В одном лице — страница 26 из 94

Ларри — самый что ни на есть пассив — вечно плакался (пусть и не без кокетства), как я его не понимаю.

— Тоже мне нашелся свободомыслящий! — сказал он мне однажды, всхлипывая. — Можешь сколько угодно рассказывать, что тебе нравятся и женщины тоже, или делать вид, что они тебе нравятся, но по-настоящему закоснелый тип из нас двоих вовсе не я!

В Нью-Йорке конца семидесятых, когда мы все еще встречались, но вместе уже не жили, — Ларри называл семидесятые «благословенной эпохой промискуитета» — однозначно определить чью-то сексуальную роль можно было только в откровенно «кожаных» барах: платок в левом заднем кармане обозначал актива, а в правом — пассива. Голубой платочек означал секс, красный — фистинг; а, да какая теперь разница! Была еще такая жутко бесившая меня примета: где висят ключи — справа или слева от пряжки ремня на джинсах. В Нью-Йорке я не обращал внимания, с какой стороны цепляю ключи, и ко мне вечно приставали какие-нибудь разбирающиеся в сигналах активы, а я-то и сам был актив! (Порой это действовало на нервы.)

Даже в конце семидесятых, почти через десять лет после освобождения геев, гомосексуалы постарше — старше не только меня, но и Ларри, — считали, что вовсе не обязательно так явно сообщать о своих предпочтениях. («И почему нужно непременно раскрывать все тайны? Разве тайна — не самое волнительное, что есть в сексе?»)

Мне нравилось выглядеть как гей — или, по крайней мере, походить на гея настолько, чтобы другие геи на меня засматривались. Но при этом мне хотелось, чтобы девушки и женщины задавались вопросом о моей ориентации — и тоже оборачивались, чтобы взглянуть на меня еще раз. Я хотел сохранить что-нибудь вызывающе мужественное в своей внешности. («Что, сегодня пытаешься выглядеть поактивнее?» — как-то раз спросил меня Ларри. И да, наверное, так оно и было.)
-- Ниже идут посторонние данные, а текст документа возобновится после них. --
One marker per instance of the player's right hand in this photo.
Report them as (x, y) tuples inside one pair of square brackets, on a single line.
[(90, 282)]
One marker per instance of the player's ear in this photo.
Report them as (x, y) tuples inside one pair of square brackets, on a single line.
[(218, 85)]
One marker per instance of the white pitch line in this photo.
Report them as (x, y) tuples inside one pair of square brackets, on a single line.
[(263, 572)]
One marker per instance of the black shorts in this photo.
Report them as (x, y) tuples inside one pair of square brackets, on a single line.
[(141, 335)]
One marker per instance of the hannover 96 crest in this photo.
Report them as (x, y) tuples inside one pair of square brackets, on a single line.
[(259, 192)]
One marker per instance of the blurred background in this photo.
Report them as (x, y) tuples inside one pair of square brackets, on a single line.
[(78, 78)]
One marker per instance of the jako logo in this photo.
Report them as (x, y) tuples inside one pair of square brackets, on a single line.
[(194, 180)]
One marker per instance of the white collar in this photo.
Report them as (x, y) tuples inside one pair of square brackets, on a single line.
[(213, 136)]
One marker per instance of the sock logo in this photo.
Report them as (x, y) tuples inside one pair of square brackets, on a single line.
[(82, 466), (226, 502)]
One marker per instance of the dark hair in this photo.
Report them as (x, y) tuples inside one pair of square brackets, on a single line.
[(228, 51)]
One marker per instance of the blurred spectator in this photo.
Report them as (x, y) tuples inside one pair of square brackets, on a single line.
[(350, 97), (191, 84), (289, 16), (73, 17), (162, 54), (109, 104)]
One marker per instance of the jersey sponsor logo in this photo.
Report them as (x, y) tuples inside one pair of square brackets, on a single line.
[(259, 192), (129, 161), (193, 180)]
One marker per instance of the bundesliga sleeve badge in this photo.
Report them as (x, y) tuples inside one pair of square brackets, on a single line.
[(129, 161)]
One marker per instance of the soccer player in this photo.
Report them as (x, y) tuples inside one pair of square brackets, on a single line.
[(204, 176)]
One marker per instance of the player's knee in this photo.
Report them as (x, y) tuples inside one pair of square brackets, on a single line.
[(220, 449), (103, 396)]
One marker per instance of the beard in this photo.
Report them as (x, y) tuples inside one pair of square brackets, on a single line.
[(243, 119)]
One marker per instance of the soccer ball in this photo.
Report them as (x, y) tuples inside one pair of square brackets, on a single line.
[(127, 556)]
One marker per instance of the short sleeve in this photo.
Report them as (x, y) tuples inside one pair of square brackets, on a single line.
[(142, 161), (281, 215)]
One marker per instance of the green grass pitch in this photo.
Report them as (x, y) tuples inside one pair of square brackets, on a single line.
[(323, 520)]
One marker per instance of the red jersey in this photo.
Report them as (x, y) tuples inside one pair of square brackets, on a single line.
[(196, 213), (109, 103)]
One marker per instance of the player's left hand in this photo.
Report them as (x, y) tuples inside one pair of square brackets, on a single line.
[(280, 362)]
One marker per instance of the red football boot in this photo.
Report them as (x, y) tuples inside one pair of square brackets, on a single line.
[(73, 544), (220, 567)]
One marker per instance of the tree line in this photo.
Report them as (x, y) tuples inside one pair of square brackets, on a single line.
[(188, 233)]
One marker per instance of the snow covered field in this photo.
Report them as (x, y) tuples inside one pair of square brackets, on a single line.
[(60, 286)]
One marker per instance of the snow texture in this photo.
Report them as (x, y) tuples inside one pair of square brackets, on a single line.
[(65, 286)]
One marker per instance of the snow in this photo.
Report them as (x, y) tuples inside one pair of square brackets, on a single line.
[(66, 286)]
Помню, когда мы репетировали «Бурю», Ричард сказал, что пол Ариэля «изменчив»; еще он сказал, что и пол ангелов тоже изменчив.
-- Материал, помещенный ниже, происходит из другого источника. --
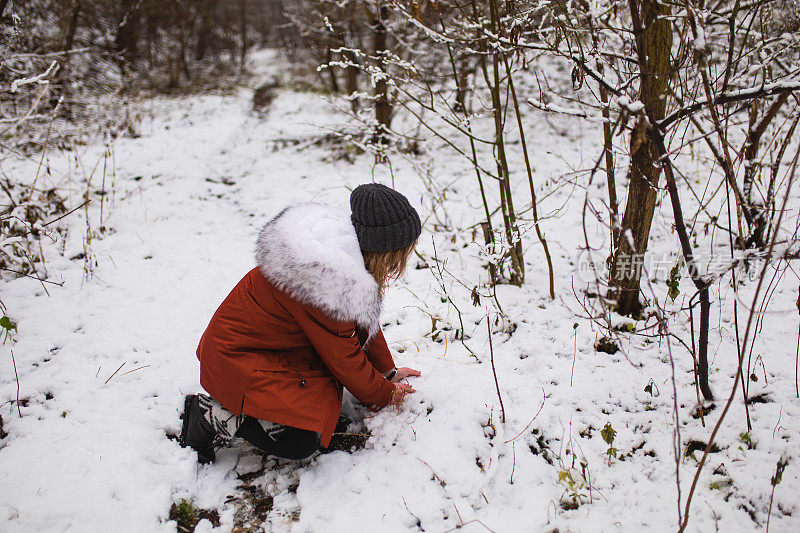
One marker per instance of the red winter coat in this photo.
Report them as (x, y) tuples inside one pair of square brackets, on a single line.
[(292, 332)]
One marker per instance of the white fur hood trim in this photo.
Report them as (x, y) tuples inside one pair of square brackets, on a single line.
[(312, 252)]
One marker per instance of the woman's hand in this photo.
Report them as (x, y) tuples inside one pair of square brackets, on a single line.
[(405, 372), (399, 392)]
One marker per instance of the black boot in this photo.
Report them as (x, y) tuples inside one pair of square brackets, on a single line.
[(197, 432)]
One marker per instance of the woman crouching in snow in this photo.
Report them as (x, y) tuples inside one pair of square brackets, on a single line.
[(301, 325)]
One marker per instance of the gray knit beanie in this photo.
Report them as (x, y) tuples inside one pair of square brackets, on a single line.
[(383, 218)]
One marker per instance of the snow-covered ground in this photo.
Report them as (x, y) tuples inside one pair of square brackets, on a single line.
[(104, 362)]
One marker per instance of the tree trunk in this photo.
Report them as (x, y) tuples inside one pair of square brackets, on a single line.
[(383, 107), (242, 35), (128, 31), (645, 169), (205, 29)]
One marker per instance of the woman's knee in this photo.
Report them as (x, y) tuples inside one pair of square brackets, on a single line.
[(301, 444)]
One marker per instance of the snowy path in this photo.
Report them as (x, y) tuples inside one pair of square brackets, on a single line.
[(103, 363)]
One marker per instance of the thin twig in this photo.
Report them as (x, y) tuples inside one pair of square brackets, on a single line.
[(494, 372), (114, 374)]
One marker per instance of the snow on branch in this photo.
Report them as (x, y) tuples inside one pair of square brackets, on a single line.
[(41, 79), (557, 109), (733, 96)]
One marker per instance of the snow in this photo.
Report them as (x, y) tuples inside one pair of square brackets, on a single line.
[(104, 362)]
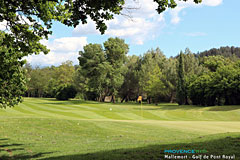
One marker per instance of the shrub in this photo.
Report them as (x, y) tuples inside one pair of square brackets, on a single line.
[(65, 92)]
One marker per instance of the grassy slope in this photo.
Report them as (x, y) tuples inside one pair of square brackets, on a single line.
[(49, 129)]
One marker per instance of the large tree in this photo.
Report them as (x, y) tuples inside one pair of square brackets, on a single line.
[(29, 21)]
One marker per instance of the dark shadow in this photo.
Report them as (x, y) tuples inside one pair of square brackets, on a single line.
[(225, 145), (224, 108), (72, 101), (8, 151), (171, 107)]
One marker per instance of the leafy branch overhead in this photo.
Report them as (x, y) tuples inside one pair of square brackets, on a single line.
[(29, 21)]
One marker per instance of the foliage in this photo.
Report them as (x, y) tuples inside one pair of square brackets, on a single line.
[(93, 70), (56, 128), (28, 22), (101, 71), (44, 82), (231, 52), (130, 87), (219, 85), (64, 92), (12, 79), (181, 88)]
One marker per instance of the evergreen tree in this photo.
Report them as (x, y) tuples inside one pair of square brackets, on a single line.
[(181, 91)]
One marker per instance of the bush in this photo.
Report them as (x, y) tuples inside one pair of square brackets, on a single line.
[(65, 92)]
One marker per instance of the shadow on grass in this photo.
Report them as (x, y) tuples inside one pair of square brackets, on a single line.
[(10, 151), (171, 107), (224, 108), (225, 145)]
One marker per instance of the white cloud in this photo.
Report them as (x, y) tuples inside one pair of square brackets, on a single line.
[(182, 5), (144, 24), (196, 34), (89, 28), (62, 49), (3, 25), (212, 2)]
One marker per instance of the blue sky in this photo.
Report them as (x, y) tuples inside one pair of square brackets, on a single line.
[(212, 24)]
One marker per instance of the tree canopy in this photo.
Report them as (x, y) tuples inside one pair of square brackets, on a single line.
[(29, 21)]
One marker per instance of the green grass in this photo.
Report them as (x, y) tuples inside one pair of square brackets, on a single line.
[(50, 129)]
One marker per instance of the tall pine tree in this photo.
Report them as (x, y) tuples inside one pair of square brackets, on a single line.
[(181, 90)]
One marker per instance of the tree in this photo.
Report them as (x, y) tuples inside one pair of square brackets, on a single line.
[(12, 80), (181, 90), (30, 21), (130, 87), (65, 91), (116, 50), (151, 60), (93, 69)]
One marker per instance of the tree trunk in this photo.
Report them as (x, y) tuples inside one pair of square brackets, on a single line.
[(113, 98)]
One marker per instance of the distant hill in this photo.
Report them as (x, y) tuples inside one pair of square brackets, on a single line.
[(224, 51)]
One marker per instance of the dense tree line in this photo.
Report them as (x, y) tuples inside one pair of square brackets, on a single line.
[(107, 70), (51, 81), (223, 51)]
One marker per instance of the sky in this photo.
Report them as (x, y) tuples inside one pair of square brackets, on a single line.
[(211, 24)]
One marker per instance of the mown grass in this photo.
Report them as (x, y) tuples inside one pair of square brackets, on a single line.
[(50, 129)]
«На усмотрение режиссера?» — спросил тогда Ричарда Киттредж.

Думаю, я пытался выглядеть сексуально изменчивым, уловить что-то от неясной сексуальности Ариэля. Я понимал, что привлекателен, хоть и невысок ростом. Я мог быть и невидимым, если хотел, — мог быть «духом воздуха», как Ариэль. Не существует какого-то определенного способа выглядеть бисексуально, но именно к этому я и стремился.

Ларри любил подтрунивать над моей «утопической идеей андрогинности», как он выражался; по-моему, его поколение придерживалось мнения, что так называемые освобожденные геи уже не должны выглядеть как какие-то педики. Ларри полагал, что я выгляжу (и одеваюсь) как педик — вероятно, потому я и казался ему пассивом, а не активом.

Но я считал себя почти нормальным парнем; «нормальным» в том смысле, что никогда не тащился от кожаных штанов или этих идиотских разноцветных платочков. В Нью-Йорке — как и в большинстве крупных городов в семидесятых — многие искали партнеров прямо на улицах. Мне нравился андрогинный внешний вид тогда и нравится сейчас — а слова «андрогинный» и «андрогинность» никогда не доставляли мне проблем.

— Билл, ты хорошенький мальчик, — часто говорил Ларри. — Но не воображай, что вечно будешь таким стройным. Зря ты думаешь, что можешь как-то повлиять на кодекс мачо, против которого бунтуешь, если стильно приоденешься или даже переоденешься женщиной. Ничего ты не поделаешь с настоящими мужчинами и уж точно сам никогда не станешь одним из них!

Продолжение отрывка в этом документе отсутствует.